= Maya Ghazal =

Syrian refugee and UNHCR goodwill ambassador

Maya Ghazal (مايا غزال) is a UK-based Syrian refugee, a UNHCR Goodwill Ambassador, one of the first female Syrian refugee pilots, and a Diana Award winner.

In 2019, Maya Ghazal became one of the first Syrian refugee women to earn a pilot license.

== Early life in Syria ==
Ghazal was born to a father who ran a fabric factory on the outskirts of Damascus and has two brothers.

The Syrian civil war started in 2011, when she was 12 years old.
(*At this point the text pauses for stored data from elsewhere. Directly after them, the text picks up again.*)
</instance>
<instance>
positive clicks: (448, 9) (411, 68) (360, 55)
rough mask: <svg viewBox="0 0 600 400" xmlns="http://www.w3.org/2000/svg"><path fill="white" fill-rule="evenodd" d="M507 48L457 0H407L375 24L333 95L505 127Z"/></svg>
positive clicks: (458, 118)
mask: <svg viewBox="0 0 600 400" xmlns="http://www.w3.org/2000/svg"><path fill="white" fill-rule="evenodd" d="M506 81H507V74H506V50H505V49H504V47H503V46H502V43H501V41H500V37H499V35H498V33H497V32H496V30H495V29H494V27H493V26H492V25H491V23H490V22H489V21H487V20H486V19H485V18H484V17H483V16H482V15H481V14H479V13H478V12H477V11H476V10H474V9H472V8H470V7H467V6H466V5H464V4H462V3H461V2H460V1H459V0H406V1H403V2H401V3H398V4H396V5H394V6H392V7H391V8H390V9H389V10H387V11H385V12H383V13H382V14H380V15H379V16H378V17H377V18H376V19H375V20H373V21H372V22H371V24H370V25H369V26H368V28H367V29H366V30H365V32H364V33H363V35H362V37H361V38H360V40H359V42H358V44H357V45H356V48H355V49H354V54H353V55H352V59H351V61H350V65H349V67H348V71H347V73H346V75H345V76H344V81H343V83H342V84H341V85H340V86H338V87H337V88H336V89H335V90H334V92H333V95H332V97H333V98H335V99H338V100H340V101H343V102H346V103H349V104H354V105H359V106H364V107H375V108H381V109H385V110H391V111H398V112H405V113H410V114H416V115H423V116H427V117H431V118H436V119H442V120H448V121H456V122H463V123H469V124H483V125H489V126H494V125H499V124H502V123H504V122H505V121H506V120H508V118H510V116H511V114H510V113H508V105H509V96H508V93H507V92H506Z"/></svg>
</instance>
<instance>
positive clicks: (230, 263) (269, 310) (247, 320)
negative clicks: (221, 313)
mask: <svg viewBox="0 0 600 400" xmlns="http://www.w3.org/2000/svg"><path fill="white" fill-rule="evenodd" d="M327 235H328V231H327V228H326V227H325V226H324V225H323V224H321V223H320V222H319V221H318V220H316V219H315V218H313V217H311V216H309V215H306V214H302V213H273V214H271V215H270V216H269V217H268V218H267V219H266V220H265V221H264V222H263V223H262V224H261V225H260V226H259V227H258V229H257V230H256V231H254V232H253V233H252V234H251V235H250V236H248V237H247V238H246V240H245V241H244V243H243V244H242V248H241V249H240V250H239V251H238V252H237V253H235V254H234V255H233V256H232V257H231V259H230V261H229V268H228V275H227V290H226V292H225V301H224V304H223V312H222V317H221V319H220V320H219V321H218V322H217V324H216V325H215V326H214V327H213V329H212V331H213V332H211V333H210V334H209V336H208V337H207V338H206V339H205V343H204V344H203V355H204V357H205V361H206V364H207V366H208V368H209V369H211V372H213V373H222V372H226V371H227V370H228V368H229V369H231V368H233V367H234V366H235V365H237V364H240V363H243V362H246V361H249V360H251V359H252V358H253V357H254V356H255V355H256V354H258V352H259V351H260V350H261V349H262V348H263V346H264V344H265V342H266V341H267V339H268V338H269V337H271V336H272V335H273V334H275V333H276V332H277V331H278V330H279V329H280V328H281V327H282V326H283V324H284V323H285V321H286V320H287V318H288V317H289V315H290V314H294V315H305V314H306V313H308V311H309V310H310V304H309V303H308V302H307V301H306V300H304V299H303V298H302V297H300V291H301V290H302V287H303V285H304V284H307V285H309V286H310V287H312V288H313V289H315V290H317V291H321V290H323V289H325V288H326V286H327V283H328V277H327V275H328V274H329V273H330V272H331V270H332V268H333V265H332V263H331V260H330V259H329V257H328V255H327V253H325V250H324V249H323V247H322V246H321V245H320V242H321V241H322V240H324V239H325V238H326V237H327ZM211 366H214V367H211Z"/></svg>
== Life in the United Kingdom ==
In September 2015, at the age of 16, with her mother and siblings, following the path that her father took, Ghazal fled Syria to Birmingham, UK; later moving to London. In the UK, she struggled to continue her education, because 16 is a legal school-leaving age in the UK, no school was obliged to accept her, and the schools did not respect her Syrian education credentials.

In 2017, Ghazal was one of 20 people to be given a Diana Award.

Ghazal studied aeronautical engineering and pilot education at Brunel University London. In 2020, she became the first female Syrian refugee pilot and in 2021 she became a United Nations High Commissioner for Refugees Goodwill Ambassador.